Fiedler, the defense witness, was with Rittenhouse outside the car dealership just before the first shooting, and said they were being shouted at and taunted by protesters, including one of the men Rittenhouse later shot. But Fiedler, who said she carried a pistol, testified she never saw Rittenhouse threaten or point his gun at anyone.

“The whole night was quite shocking, but we didn’t really do anything,” Fiedler said of the yelling directed at those guarding the store. “We just kind of stood there. You have to ignore that.”

Fiedler said she later opened the door of the dealership for Rittenhouse after the shootings, and he appeared to be “totally in shock” and fell into her, telling her he had shot someone.
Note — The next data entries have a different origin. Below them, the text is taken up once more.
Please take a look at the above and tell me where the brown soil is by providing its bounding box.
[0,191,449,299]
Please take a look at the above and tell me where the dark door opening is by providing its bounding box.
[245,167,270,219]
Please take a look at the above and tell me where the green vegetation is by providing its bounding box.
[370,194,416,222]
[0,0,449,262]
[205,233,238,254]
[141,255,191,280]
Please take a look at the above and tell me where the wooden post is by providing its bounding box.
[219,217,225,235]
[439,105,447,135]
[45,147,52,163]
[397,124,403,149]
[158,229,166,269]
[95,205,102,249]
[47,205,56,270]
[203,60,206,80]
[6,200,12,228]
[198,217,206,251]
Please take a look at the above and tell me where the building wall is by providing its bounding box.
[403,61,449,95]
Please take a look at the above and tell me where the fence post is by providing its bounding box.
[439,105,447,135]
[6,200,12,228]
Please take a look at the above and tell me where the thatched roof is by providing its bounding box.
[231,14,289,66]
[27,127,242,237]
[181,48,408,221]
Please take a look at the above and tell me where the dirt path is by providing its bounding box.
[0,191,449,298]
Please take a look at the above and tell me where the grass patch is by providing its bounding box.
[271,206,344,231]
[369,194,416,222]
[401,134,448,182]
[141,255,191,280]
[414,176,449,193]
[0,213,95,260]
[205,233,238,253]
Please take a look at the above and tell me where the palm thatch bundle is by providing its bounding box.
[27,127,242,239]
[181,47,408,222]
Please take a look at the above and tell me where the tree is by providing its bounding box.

-- With testimony set to resume Wednesday, one question was whether Rittenhouse would testify on his own behalf. Several legal experts said the chance of that appeared to diminish after several witnesses called by the prosecution gave evidence that appeared to reinforce his self-defense claim.

As Kyle Rittenhouse's Kenosha County trial nears an end, will he do as his attorneys suggested he would and testify in his own defense? NBC 5's Charlie Wojciechowski reports.

-- The prosecution rested Tuesday after introducing drone video that offered jurors a new view of Rittenhouse's fatal shooting of Joseph Rosenbaum — the event that sent Rittenhouse hurrying away from the scene, quickly pursued by other protesters who sought to stop him.

In that burst of action, Rittenhouse killed Anthony Huber, a 26-year-old protester seen on video clubbing Rittenhouse with a skateboard. Rittenhouse then wounded Gaige Grosskreutz, a 27-year-old protester and volunteer medic who was shot after pointing his own gun at Rittenhouse.

The jury watched as the drone video was zoomed-in and slowed down to show Rosenbaum following Rittenhouse, and then Rittenhouse wheeling around and shooting Rosenbaum at close range. A pathologist testified that Rosenbaum had soot injuries that could indicate he had his hand over the barrel of Rittenhouse’s rifle.

But it was unclear from video footage whether Rosenbaum was grabbing for Rittenhouse's gun or trying to swat it away, said the witness, Dr. Doug Kelley of the Milwaukee County medical examiner’s office.

-- Last week, witnesses testified that Rosenbaum, 36, was “hyperaggressive” and “acting belligerently” that night and threatened to kill Rittenhouse at one point. One witness said Rosenbaum was gunned down after chasing Rittenhouse andlunging for his rifle.

-- On Tuesday, Rittenhouse turned his head and averted his eyes from a defense-table monitor as prosecutors displayed medical examiner photographs of Huber’s body laid out on a gurney, a gunshot wound to his chest clearly visible. Rittenhouse breathed deeply as autopsy photos of Rosenbaum showing his injuries were displayed for the jury.

A few jurors also seemed to find it difficult to look for long at the images, with one glancing up at a monitor over her shoulder, then looking straight ahead.